Grafts are usually rejected by what cells?

Do antibody and complement play an important role in graft rejection? When could they cause a problem?

What is a hyperacute rejection?

What is a white graft? How can you avoid it?

A

Grafts are rejected by T cell mechanisms with which you are already familiar, the most important being Th1 cells (via their lymphokines and the monocyte/macrophage inflammatory response) and CTL. Macrophage-derived inflammatory cytokines makes the reaction even more intense. As we have developed better immunosuppression regimens and drugs, graft survival has increased and morbidity decreased; but it’s almost never been possible to taper and stop a patient’s drugs without rejection.

  • Some biological graft materials (pig heart valves, demineralized bone matrix, tissue-cultured skin) either have no living cells, or they are gradually replaced by the recipient’s own cells while serving as a supporting matrix.
  • Antibody and complement are not thought to be important:

►except in hyperacute rejection. In this case, a graft is given to a patient who has preexisting antibody, IgG or IgM, to it (either to its HLA, because of a prior graft or transfusions, or, in a mismatch, to ABO blood group antigens).

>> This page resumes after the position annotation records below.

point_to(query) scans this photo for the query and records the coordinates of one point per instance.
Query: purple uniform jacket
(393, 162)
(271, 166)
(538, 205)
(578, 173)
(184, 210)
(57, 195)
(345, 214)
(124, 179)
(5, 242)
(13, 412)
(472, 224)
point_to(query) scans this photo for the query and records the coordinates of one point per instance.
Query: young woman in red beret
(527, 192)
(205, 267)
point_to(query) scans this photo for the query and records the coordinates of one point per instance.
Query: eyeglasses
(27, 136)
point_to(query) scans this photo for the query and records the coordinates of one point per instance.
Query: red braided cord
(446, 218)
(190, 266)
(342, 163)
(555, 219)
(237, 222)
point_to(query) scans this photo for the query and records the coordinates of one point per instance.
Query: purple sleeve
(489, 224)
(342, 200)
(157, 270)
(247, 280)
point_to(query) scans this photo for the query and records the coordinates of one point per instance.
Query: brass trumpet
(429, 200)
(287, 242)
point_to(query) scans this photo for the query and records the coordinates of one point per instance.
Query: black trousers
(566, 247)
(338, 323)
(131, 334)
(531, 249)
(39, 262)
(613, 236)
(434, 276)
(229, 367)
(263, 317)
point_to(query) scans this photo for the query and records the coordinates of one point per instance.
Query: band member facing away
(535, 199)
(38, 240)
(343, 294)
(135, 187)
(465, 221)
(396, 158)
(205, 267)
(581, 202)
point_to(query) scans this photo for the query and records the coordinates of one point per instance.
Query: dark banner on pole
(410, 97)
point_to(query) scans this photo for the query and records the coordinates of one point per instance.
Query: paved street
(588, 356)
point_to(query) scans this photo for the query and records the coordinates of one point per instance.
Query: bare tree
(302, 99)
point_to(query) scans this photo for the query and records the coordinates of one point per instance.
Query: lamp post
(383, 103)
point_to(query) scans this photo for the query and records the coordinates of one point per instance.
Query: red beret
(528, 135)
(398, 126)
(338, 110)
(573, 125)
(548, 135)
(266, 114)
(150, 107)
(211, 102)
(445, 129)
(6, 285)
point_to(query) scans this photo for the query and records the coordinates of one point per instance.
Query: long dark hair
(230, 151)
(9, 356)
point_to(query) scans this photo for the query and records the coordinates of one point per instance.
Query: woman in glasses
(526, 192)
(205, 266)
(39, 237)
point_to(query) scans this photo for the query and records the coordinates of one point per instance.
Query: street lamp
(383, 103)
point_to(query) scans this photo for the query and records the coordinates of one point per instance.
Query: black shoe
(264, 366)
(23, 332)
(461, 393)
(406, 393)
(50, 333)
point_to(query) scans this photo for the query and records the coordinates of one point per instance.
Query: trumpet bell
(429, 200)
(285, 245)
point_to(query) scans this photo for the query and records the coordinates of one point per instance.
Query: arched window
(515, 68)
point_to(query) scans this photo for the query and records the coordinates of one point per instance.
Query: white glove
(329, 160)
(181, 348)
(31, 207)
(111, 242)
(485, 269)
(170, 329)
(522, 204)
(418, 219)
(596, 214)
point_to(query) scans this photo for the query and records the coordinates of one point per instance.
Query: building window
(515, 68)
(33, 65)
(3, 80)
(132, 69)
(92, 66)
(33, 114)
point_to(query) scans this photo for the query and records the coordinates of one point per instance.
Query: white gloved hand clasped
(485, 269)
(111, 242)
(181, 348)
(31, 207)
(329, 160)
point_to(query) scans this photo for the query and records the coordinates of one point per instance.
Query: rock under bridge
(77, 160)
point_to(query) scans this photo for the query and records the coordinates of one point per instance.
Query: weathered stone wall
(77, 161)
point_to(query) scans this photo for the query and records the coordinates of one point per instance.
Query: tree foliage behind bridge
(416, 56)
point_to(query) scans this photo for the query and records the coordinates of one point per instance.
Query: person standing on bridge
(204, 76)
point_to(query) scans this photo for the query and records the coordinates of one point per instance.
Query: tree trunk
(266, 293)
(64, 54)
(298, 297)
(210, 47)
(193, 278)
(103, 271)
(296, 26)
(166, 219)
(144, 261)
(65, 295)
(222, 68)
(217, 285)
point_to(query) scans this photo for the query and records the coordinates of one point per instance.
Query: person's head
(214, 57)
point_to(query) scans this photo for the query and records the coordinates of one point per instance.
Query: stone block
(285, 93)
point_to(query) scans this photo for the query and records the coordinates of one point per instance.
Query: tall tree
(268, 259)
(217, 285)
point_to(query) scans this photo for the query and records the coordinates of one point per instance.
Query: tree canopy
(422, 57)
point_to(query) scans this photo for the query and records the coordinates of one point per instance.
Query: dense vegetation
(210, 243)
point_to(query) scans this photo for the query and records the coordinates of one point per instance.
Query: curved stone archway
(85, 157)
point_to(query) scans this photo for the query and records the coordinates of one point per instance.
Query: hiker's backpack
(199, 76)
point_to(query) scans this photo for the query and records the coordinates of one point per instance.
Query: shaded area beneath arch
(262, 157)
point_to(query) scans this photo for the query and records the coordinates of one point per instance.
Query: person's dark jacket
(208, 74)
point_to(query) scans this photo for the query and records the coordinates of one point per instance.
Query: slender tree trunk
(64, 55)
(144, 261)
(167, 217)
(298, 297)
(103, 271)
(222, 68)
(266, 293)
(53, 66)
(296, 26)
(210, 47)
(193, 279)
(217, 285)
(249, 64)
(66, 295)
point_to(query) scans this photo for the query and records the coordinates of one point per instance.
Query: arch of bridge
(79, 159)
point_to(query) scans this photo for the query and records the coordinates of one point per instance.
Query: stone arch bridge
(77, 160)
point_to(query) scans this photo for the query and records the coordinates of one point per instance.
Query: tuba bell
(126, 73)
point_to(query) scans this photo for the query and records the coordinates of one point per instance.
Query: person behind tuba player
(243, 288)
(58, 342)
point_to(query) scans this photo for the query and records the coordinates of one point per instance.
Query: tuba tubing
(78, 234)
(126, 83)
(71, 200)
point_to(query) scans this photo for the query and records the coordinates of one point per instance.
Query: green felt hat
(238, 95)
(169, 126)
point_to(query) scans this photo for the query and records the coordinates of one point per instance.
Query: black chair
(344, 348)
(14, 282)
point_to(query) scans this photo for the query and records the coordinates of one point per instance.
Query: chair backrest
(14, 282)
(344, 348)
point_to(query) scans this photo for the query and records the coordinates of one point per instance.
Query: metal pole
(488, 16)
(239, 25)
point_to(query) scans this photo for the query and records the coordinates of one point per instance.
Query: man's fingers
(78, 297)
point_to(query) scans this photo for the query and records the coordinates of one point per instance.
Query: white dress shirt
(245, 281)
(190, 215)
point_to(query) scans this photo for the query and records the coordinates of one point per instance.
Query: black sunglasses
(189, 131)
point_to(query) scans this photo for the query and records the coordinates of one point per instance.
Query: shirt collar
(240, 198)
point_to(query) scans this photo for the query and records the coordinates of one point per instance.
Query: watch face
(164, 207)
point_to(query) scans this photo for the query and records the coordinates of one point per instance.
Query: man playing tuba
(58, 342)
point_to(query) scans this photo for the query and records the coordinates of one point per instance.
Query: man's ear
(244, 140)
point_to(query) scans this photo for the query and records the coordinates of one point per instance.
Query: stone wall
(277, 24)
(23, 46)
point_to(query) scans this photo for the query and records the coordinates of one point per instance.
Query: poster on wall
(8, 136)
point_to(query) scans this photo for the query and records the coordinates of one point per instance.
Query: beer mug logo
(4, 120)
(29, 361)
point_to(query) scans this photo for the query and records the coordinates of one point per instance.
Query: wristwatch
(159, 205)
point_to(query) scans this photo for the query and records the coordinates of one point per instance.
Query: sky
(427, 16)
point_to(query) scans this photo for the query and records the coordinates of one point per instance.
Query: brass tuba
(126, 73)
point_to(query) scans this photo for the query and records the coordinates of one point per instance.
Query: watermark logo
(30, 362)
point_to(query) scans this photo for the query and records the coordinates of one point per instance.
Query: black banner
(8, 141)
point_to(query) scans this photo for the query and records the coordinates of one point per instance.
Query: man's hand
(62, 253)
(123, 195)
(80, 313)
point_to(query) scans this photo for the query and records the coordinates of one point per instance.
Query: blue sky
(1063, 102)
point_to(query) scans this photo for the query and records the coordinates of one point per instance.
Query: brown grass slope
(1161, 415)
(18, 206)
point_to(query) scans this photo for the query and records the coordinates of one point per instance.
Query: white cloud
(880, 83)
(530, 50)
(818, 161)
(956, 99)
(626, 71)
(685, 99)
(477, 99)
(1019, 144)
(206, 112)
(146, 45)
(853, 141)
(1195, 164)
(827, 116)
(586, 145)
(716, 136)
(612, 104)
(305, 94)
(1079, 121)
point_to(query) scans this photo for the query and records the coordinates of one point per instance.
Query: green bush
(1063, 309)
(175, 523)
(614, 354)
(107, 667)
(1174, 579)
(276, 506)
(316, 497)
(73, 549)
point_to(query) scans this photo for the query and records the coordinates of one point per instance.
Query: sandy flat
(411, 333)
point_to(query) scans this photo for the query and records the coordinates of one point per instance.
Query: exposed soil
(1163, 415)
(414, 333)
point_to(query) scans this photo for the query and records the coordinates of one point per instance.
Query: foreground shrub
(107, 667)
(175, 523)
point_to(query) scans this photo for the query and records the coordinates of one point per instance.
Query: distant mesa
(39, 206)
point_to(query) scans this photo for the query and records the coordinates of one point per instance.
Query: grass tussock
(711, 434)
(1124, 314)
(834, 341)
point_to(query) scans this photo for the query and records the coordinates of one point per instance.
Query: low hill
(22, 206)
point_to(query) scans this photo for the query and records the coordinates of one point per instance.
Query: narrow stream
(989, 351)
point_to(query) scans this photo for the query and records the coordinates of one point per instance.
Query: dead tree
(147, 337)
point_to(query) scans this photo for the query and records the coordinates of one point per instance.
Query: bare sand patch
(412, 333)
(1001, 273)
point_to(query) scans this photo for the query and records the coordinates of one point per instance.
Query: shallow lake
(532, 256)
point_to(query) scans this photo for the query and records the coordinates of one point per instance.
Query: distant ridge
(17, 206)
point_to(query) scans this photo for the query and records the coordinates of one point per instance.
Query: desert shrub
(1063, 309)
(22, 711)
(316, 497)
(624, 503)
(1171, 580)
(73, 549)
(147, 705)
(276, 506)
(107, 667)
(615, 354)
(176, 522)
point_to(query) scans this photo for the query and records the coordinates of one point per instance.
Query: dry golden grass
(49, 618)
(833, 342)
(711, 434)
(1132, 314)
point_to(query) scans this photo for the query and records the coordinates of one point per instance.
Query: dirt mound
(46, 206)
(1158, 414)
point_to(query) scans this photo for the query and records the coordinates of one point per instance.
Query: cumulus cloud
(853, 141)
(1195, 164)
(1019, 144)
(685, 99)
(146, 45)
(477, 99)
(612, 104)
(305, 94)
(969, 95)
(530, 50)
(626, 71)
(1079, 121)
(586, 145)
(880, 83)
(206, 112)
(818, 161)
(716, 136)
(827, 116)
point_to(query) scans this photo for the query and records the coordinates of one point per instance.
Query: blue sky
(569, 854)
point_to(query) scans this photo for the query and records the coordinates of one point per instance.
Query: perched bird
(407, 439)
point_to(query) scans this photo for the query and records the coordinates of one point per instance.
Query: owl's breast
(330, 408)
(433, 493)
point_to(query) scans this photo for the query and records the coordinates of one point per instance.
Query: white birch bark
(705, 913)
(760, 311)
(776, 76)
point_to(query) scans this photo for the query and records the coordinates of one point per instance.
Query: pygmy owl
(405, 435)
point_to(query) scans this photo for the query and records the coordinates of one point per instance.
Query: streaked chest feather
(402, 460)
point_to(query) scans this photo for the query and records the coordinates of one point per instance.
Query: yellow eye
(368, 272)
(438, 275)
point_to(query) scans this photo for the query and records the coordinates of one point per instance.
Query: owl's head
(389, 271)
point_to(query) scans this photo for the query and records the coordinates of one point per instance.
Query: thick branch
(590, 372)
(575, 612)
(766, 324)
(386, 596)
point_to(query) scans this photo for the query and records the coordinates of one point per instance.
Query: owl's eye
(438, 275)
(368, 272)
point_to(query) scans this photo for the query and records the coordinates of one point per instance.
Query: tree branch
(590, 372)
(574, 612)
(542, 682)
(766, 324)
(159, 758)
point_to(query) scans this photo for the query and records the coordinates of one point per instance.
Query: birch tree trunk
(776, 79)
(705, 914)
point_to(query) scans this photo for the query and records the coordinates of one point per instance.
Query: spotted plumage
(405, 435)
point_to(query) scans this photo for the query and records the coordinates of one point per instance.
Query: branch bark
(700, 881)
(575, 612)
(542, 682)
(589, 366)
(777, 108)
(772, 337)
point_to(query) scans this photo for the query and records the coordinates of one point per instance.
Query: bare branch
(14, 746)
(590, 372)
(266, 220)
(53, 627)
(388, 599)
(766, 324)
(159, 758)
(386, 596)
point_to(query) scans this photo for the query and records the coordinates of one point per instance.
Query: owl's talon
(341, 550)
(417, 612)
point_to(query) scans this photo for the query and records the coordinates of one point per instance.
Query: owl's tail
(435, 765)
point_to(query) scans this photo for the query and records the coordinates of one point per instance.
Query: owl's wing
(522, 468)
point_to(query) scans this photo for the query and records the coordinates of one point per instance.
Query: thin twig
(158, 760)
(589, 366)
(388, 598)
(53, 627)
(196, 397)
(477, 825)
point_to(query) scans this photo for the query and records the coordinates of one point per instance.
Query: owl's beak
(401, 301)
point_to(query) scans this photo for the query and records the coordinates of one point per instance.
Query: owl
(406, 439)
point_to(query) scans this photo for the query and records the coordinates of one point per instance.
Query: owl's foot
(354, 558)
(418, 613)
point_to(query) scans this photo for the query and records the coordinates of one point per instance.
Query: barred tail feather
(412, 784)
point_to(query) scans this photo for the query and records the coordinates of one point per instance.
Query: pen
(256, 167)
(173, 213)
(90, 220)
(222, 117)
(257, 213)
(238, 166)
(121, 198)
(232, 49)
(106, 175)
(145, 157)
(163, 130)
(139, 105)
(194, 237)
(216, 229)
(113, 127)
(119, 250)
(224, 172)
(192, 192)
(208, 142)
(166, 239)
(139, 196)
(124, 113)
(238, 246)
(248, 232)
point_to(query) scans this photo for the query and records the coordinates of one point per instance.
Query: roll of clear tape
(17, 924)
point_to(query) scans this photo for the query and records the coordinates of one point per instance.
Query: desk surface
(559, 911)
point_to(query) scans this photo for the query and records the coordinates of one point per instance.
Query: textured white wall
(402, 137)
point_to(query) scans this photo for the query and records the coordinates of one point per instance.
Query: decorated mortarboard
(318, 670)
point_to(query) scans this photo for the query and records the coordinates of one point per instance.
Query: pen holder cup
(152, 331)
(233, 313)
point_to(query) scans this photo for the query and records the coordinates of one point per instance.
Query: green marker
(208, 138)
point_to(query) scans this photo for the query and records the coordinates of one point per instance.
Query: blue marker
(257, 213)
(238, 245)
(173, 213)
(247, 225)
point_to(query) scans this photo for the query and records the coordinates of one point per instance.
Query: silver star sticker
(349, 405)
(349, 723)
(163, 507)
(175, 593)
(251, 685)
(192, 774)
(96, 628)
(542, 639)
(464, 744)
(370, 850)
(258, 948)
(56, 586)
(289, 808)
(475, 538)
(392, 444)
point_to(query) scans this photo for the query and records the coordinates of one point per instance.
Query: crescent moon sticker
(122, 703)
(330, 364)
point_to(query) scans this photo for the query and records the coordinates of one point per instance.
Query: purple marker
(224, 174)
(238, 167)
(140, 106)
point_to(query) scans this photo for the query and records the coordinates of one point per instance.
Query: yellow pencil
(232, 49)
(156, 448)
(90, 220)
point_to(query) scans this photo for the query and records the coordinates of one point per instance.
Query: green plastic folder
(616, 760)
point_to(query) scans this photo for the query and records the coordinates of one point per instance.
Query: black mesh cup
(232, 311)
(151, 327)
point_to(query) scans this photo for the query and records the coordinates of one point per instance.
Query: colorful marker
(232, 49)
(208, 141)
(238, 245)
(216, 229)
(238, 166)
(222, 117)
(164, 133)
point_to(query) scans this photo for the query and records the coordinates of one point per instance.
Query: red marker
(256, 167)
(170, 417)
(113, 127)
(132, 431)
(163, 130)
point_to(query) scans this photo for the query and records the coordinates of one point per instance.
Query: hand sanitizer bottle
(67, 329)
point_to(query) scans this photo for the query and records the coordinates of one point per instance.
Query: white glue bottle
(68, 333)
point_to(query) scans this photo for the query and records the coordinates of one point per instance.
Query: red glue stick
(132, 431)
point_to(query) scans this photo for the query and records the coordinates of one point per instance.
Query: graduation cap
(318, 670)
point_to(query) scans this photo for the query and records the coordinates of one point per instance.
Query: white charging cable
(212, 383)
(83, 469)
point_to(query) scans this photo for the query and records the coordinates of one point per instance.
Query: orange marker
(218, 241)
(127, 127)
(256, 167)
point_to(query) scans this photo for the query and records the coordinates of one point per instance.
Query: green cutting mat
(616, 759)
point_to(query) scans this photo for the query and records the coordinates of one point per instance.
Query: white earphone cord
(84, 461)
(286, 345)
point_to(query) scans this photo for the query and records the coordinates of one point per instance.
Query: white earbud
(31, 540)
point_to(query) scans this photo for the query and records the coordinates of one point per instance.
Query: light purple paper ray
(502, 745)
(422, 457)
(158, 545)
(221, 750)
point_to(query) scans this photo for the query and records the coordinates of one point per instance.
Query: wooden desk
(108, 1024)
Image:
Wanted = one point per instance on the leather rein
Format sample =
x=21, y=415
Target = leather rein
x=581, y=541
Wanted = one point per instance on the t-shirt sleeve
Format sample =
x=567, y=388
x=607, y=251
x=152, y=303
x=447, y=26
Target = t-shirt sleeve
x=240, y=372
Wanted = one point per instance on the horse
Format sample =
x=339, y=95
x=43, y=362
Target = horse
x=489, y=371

–>Antibody immediately binds to the endothelial cells of the graft’s blood vessels. Complement is activated and vasospasm results, via anaphylatoxins and histamine; the organ may never even become perfused with blood (a ‘white graft’). This catastrophe can be avoided by making sure there are _no cytotoxic (_complement-activating) antibodies in the serum of the recipient when tested on the donor’s leukocytes.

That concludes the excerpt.